Even the poster child of the AI revolution, OpenAI, is reportedly facing financial difficulties. A recent report by The Information suggests that OpenAI could be racking up bills of at least $8.5 billion this year, leading to speculation about potential bankruptcy.
This stark reality check highlights a fundamental truth about the current state of AI: it’s incredibly good at spending money, but not so great at generating returns on investment.
It’s a sobering reminder that even the most revolutionary technology needs a viable business model to survive in the long term.
Act V: Panic – The Burst on the Horizon?
While we haven’t yet reached the panic stage of the AI bubble, history suggests that it’s not a matter of if, but when.
The final act of a bubble is typically characterized by a rapid downturn as investors and companies frantically try to minimize their losses.
Several factors could potentially trigger the bursting of the AI bubble:
- Government Intervention: As AI’s influence grows, regulators may step in to impose stricter controls on its development and deployment.
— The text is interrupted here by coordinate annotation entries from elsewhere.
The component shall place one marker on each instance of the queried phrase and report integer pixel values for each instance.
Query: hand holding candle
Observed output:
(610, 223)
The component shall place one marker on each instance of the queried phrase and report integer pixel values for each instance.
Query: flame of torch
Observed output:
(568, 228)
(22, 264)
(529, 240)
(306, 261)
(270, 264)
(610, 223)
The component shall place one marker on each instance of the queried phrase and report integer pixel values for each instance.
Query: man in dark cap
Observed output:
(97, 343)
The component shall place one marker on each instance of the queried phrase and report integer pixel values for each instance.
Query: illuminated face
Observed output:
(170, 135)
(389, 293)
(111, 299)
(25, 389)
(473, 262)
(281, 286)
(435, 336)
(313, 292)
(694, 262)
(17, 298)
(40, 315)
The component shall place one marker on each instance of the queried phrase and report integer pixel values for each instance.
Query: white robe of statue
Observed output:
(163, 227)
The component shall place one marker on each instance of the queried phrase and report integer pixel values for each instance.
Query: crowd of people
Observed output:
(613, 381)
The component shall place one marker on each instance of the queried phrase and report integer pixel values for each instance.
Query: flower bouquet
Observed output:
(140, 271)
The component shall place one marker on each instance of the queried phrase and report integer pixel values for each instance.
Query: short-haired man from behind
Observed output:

- Shareholder Pressure: Investors may eventually tire of pouring money into AI projects with no clear path to profitability.
- Environmental Concerns: The massive energy consumption required for AI development and deployment could face increasing scrutiny in an era of climate consciousness.
- Technological Limitations: We may hit unforeseen roadblocks in AI development that temper the current sky-high expectations.
The Million-Dollar Question: Are We in an AI Bubble?
After examining the evidence, it’s hard to escape the conclusion that we are, indeed, in the midst of an AI bubble.
The patterns of irrational exuberance, massive investments, and unrealistic expectations bear a striking resemblance to previous tech bubbles.
However, it’s crucial to remember that the existence of a bubble doesn’t negate the transformative potential of the underlying technology. The internet, after all, did go on to reshape our world even after the dot-com bubble burst.
The challenge for investors, companies, and society at large is to navigate this period of intense innovation and speculation without losing sight of AI’s long-term value and potential risks.
We need to strike a balance between enthusiasm for AI’s possibilities and a clear-eyed assessment of its current limitations and challenges.
As we marvel at the latest AI breakthroughs and ponder the possibility of artificial general intelligence, we must also remain vigilant.
History teaches us that periods of rapid technological change are often accompanied by financial instability. The key is to learn from past bubbles without stifling the innovation that drives progress.
In the end, the AI revolution is undoubtedly reshaping our world in profound ways. But as we ride this wave of technological change, we’d do well to remember the lessons of the dot-com era. Excitement is warranted, but so is caution.
After all, in the world of tech bubbles, what goes up must eventually come down – the only question is how soft (or hard) the landing will be.